Ao fundo da sala, erguidas sobre estrado, e ambas sentadas, deslumbraram-me duas mulheres. Ao nivel do estrado ondulavam as cabeças dos admiradores. O fumo dos charutos, que caprichosamente se derramava no ar, fez-me lembrar a vaporação d'uma pyra. Insensivelmente tirei o chapéo. Das mulheres, a mais alta, mandou-me cobrir em francez. Eu cobri-me em portuguez. A mais gorda mandou-me sentar, e, a esse tempo, já eu estava tão enleiado, que não sei bem se me mandou sentar em francez, se em portuguez. Eu sentei-me universalmente,—como todos.
Sempre lhe quero dizer, meu querido Julio, a razão do meu enleio. O Julio fallava apenas da Giganta, e eu fui encontrar, na saleta da rua de Santo Antonio, duas mulheres: a Giganta e a outra.

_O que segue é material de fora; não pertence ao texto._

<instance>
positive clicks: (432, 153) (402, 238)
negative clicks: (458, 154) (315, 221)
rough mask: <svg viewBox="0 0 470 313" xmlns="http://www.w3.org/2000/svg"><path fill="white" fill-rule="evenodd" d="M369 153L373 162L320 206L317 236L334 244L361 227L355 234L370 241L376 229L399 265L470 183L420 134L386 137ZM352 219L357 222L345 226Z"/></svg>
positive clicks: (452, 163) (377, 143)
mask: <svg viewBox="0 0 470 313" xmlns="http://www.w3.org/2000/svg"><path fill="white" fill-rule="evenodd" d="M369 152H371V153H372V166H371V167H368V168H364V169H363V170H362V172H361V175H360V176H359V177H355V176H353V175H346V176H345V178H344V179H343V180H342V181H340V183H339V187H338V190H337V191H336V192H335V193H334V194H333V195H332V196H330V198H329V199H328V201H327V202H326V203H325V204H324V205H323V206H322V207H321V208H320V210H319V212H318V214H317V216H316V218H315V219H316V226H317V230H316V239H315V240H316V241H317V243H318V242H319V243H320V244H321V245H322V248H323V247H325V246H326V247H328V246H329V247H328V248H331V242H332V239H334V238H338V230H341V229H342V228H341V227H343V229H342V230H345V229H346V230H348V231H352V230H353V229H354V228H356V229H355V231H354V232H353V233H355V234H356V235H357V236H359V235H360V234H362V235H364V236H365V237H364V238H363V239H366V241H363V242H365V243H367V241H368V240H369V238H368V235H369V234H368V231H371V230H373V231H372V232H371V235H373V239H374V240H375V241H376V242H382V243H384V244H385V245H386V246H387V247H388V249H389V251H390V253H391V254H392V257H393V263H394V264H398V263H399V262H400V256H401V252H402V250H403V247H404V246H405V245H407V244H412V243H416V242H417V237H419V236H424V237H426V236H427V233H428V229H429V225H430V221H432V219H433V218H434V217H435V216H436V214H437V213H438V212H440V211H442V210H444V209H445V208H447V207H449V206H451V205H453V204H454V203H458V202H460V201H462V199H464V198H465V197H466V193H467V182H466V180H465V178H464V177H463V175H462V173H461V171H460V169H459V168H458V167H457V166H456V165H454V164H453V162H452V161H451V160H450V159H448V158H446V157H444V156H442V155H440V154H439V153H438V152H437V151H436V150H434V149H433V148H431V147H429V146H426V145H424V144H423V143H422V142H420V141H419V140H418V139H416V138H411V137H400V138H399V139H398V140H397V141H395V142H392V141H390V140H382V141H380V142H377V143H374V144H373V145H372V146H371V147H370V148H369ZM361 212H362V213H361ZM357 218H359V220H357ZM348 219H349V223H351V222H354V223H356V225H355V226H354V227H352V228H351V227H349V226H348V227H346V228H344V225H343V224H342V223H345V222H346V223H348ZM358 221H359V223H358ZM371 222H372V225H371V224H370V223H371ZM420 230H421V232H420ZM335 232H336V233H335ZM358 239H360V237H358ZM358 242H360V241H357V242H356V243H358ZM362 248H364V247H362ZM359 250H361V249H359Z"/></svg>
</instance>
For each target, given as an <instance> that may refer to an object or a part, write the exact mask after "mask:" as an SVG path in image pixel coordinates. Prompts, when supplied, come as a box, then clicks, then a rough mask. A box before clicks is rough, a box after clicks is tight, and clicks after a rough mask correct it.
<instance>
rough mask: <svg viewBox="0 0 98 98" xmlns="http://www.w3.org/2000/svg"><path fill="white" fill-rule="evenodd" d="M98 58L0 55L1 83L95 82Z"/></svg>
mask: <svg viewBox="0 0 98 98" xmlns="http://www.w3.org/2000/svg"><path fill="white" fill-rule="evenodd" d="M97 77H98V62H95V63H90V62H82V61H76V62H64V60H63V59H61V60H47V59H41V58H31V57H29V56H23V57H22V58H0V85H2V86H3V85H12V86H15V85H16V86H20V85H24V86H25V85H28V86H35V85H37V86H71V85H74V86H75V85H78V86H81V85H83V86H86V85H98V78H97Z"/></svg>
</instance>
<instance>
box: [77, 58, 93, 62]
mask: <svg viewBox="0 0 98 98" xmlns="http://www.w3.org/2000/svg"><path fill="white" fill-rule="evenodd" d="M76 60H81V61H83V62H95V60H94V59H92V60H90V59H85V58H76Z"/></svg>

Foi uma agradavel surpreza o poder lêr dois livros pelo preço d'um só. Achei então que o Michel Levy estava sendo caro, vendendo o volume a duzentos e cincoenta. Esta litteratura viva, muito mais agradavel á vista, pareceu-me economica. Depois d'estas ponderações entrei de examinar as mulheres. Ergui o meu olhar[{130}] á altura de dois metros e quinze centimetros, e encontrei a cabeça da Giganta—mademoiselle Rose. Depois desci com a vista até encontrar as quatorze arrobas da outra,—mademoiselle Claire. Estive hesitando entre as arrobas e os metros, e decidi-me pelo systema decimal. Eu só acredito que uma mulher é franceza, sendo alegre. Ora mademoiselle Rose estava cantarolando com coquetterie o Orpheu nos infernos; e mademoiselle Claire desfolhava tristemente uma flôr. Esta circumstancia levou-me a perguntar-lhe se era franceza. Respondeu-me mademoiselle Rose que era sua irmã, e do mais que me disse deprehendi que eram ambas francezas, que tinham quinze irmãos, o mais novo dos quaes estava sentado ao piano.
Pedi logo para vêr os outros quatorze. Mademoiselle Rose sorriu do meu equivoco, e respondeu-me que eu teria de navegar o Atlantico para os ir vêr a França. Consultando o programma, que me deram á entrada, e o folhetim do Julio, vi que era verdade ser mademoiselle Rose uma mulher d'espirito. Depois, como mademoiselle Claire se zangasse com um admirador que lhe estava bulindo no pé, vi que o programma era tambem verdadeiro na parte que lhe dizia respeito: tem bellas maneiras e todas as qualidades proprias do bello sexo.
N'isto erguem-se ambas ao mesmo tempo, e annunciam explicação. Os espectadores da geral arregalaram os olhos. Mademoiselle Rose tomou a mão para fallar, e um espectador da superior atalhou do lado:
—Parlez en français.[{131}]
Ella sorriu, e disse em francez:
«Mrs. e M.mes, nous sommes françaises, nées à Paris; ma soeur (Claire) est agée de dixhuit ans et moi (Rose) de vingt ans.
«S'il y a parmi l'honorable societé une persone qui desire connaitre la différence de taille, elle peut s'approcher. Vous pouvez voir que nous avons la main et le pied petits por être ma soeur aussi grosse, moi aussi grande, et le molet proportionné.»